呼——刘青山长出一口气,彻底把心头最后一丝愤怒给吹了出去。
“文学哥,你是不是傻啊,提亲这事哪能你自个去?回头你先去供销社把礼物买了,然后找队长叔和婶子给你当媒人。”
“还有啊,提亲要去俺爷家提,知道不!”
高文学一个劲点头:“对对对,俺这就去。青山,等回来的时候,给你买糖吃!”
“路上小心点啊!”
看着高文学骑着自行车,晃晃悠悠的,刘青山在后面喊了一声。
这可是自己未来的大姐夫了,亲的,可别栽河里去。
终于不会再看着大姐孤老一生了!刘青山忍不住抹抹有些湿润的双眼。
还有什么,能比这更令他高兴的呢?
直到这时候,后面那俩半大小子才凑上来,大头嘴里还嘟囔着:“咦,眼镜今天喝老鸹尿了?”
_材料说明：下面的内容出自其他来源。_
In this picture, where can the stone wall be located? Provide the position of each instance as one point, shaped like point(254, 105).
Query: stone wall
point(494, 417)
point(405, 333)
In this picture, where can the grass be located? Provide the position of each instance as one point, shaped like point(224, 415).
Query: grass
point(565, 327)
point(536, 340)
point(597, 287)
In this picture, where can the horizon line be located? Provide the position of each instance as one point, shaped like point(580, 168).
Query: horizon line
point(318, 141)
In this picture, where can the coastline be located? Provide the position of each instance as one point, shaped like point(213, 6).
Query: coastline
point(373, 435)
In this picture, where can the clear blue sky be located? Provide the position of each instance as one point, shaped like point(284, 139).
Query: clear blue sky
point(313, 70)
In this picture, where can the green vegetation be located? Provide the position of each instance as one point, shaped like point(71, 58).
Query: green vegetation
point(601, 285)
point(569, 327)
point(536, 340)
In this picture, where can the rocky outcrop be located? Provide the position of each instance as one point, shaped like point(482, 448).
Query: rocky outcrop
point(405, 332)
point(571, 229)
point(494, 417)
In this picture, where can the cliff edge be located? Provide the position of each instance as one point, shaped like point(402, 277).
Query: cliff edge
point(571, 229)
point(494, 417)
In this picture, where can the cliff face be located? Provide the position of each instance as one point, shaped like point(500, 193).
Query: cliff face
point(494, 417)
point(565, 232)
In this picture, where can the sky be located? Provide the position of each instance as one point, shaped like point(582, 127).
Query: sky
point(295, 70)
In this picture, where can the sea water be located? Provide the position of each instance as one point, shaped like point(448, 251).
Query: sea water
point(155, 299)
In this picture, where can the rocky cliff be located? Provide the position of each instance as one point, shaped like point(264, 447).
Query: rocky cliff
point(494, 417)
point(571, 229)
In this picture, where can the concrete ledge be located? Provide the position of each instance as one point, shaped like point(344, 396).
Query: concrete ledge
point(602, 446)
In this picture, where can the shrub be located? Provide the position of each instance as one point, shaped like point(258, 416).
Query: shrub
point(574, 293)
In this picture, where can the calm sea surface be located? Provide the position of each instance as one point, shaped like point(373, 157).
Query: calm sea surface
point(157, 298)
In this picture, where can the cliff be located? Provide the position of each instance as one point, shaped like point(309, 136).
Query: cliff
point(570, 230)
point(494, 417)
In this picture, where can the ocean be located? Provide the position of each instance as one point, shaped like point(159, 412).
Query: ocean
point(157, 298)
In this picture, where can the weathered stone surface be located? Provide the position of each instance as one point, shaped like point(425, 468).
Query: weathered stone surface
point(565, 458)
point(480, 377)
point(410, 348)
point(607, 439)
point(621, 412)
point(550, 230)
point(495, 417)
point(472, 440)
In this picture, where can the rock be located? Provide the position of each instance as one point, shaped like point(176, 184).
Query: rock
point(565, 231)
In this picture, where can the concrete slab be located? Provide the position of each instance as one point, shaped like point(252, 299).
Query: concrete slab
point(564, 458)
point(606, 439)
按照当地人的说法,谁要是喝了老鸹尿,就会一个劲傻笑。
大头这货心眼有点实,所以刘青山也不搭理他,小哥仨一起进村。
迎面走来一个中年汉子,头上扣着草帽,帽檐子那一圈都用布包着,免得耍圈儿。
他上身穿着件旧白背心,不过在胸前的位置,印着呈半圆形分布的一行字:青山公社优秀党员留念,中间还有小字儿印着年份——1973年。
“队长叔。”刘青山嘴里打着招呼。
“爹,爹你干啥去?”
大头则憨憨地叫着。
至于二彪子则眨巴两下眼睛,然后悄悄地开始溜边儿。
这位就是夹皮沟的队长张国富,同时也是大头他老爹。
只见他大步流星走过来,一把掐住大头的脖子,另一只手在儿子的胳膊上挠了一把。
刺啦一下,出现了好几条白道子。
刘青山有点想起来了:好像村里的大人们,验证家里的娃子是不是偷摸下河游泳,都用这一招。
“又下河了,你个小瘪犊子,今天老子踢死你!”张国富勃然大怒,拽着大头的胳膊,伸脚就往儿子的屁股蛋子上踢。
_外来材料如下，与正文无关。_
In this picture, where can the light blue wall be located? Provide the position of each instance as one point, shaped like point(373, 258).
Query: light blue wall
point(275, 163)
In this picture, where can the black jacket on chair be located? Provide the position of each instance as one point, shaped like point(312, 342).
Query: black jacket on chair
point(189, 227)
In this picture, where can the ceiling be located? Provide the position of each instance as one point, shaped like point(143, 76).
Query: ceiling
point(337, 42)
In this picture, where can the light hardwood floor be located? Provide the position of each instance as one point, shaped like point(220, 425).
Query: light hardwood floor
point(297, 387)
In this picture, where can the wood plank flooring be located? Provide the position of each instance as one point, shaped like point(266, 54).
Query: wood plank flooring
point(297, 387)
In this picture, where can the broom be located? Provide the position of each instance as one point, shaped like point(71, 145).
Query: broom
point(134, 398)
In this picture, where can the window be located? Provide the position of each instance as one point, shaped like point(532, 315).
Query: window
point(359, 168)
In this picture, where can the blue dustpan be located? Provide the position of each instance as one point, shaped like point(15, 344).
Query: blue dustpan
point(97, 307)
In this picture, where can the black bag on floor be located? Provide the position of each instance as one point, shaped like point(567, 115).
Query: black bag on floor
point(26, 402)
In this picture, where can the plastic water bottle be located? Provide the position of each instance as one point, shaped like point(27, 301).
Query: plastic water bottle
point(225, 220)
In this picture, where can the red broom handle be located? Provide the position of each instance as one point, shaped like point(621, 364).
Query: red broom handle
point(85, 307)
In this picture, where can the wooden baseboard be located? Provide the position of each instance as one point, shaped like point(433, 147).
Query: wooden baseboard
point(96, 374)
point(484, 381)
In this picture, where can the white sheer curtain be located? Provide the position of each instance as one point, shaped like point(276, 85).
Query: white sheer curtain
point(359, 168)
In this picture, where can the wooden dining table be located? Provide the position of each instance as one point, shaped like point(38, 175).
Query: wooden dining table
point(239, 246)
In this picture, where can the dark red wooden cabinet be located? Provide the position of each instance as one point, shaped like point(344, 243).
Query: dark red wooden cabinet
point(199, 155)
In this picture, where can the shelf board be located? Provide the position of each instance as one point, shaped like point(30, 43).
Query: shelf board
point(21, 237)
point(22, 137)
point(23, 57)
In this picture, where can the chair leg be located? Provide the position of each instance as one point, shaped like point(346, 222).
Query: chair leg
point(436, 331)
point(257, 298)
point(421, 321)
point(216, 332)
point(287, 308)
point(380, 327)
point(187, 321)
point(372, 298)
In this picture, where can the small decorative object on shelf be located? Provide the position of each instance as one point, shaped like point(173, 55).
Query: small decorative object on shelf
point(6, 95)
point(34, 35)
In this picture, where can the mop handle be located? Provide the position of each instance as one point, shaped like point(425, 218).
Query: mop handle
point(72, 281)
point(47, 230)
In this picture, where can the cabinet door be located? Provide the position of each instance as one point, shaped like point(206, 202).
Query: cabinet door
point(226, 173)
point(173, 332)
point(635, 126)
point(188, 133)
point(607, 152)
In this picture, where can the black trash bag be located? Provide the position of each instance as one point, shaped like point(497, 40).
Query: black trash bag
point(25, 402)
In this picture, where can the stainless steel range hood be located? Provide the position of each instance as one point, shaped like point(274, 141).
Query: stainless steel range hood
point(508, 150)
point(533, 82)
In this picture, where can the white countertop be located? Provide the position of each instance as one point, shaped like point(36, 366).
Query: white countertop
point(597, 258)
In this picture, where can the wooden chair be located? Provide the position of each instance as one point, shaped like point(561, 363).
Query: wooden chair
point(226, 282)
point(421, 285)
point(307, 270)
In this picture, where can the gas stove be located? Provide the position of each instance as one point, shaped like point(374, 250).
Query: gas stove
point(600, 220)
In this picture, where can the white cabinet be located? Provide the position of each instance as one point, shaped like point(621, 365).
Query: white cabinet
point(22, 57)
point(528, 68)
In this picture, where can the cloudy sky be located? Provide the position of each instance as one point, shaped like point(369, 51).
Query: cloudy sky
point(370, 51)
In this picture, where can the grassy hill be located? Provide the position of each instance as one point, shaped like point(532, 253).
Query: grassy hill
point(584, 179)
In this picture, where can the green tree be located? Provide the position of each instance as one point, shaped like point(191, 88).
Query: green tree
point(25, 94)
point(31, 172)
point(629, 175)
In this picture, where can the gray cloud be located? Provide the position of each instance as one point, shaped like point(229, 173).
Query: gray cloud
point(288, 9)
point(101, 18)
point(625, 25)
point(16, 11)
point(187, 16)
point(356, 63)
这种情况,每年夏天都不知道要上演多少遍,所以大头虽然有点憨,但是也知道怎么应对。
他一边嘴里哇哇大叫,一边围着老爹转圈。脚丫子挨到他屁股上之后,力道基本也都被卸了。
其实,张国富也就吼得凶,家里就这么一个宝贝儿子,才舍不得使劲踢呢。
这爷俩一起转圈,一个踢一个躲,都是雷声大雨点小。
什么小兔崽子,小王八羔子之类词语,都从张国富嘴里亲切地冒出来。你说说,这到底是骂谁呢?
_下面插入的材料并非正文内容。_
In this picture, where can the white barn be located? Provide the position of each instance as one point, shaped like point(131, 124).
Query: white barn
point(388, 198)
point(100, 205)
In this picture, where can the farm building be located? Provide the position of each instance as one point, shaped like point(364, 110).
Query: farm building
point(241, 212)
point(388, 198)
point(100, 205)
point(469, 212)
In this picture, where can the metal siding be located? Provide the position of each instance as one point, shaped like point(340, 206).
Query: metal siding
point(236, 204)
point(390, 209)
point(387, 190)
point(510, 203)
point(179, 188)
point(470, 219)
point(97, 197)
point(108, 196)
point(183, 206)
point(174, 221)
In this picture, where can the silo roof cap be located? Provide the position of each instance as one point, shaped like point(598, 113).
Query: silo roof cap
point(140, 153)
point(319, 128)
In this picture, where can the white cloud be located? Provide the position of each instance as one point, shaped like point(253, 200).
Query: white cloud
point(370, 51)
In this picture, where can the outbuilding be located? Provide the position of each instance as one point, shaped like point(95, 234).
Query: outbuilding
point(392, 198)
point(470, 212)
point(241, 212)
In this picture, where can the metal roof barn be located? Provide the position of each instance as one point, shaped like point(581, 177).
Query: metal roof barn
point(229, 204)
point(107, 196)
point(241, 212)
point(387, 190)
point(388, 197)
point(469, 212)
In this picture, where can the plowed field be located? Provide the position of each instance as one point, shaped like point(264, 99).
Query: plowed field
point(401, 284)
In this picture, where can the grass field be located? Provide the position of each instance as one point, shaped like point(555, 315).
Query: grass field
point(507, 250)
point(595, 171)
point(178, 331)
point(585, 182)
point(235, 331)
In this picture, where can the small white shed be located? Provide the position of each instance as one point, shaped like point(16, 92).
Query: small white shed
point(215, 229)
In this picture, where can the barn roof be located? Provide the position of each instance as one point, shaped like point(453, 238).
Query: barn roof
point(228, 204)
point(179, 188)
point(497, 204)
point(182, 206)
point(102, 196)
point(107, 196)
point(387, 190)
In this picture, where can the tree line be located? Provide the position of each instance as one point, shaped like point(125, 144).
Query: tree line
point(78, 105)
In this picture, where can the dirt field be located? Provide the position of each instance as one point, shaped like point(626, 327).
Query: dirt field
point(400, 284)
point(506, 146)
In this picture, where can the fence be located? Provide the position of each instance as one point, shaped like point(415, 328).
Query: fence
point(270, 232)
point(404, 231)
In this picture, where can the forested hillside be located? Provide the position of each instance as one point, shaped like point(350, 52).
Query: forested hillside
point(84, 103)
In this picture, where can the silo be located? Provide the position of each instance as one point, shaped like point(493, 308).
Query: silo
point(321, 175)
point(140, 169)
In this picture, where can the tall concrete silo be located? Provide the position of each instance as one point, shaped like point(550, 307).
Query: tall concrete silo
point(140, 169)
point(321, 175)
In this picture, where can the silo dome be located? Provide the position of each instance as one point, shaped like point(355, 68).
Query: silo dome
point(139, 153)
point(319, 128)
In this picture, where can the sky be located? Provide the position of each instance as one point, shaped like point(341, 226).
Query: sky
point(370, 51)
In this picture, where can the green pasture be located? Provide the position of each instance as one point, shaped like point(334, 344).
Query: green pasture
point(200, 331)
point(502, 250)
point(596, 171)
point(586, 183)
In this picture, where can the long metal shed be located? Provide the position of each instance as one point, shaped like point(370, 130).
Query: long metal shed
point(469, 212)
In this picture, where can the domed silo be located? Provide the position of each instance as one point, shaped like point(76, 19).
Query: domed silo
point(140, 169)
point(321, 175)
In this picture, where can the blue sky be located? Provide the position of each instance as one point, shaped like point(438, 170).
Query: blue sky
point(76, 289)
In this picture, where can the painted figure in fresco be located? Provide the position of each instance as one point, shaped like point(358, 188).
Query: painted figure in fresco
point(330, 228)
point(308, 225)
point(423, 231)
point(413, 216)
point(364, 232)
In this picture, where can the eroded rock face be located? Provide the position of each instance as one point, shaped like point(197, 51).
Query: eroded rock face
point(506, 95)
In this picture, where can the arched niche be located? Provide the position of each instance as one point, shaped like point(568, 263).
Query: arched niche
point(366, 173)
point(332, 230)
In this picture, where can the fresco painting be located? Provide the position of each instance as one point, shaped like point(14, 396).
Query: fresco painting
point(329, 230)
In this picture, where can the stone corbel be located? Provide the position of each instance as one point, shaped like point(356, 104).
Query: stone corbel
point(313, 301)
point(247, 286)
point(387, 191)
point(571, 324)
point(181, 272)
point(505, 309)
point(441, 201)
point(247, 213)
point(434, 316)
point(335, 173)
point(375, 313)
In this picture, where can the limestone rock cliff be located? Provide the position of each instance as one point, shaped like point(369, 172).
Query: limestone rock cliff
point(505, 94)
至于刘青山和二彪子,早就麻溜跑了,队长难道就不踢别人家孩子啦?
从村东头进了村里,中间是一条土路,前后各有两趟房子,稀稀拉拉的二十几户人家。
都是柳条围成的大院子,整个村里,家家都是泥草房,泥墙草顶,矮趴趴的,屋顶后坡上边满是厚厚的青苔和一尺多高的杂草。
穷,贼拉穷。
可是,就是这一切,却无数次出现在刘青山的梦中,叫他终生难忘。
刘青山家在村子后趟房最西边的一家,房子也是村里最破的。
因为他父亲当年得了重病,没挺过来,就母亲林芝一个大人,领着一窝孩子,要不是有村里乡亲的照顾,还有爷爷奶奶的照应,指不定得饿死几个呢。
站在七扭八歪的柳条编成的大门前边,刘青山望着陌生而又熟悉的两间小草房,眼睛又有点发热。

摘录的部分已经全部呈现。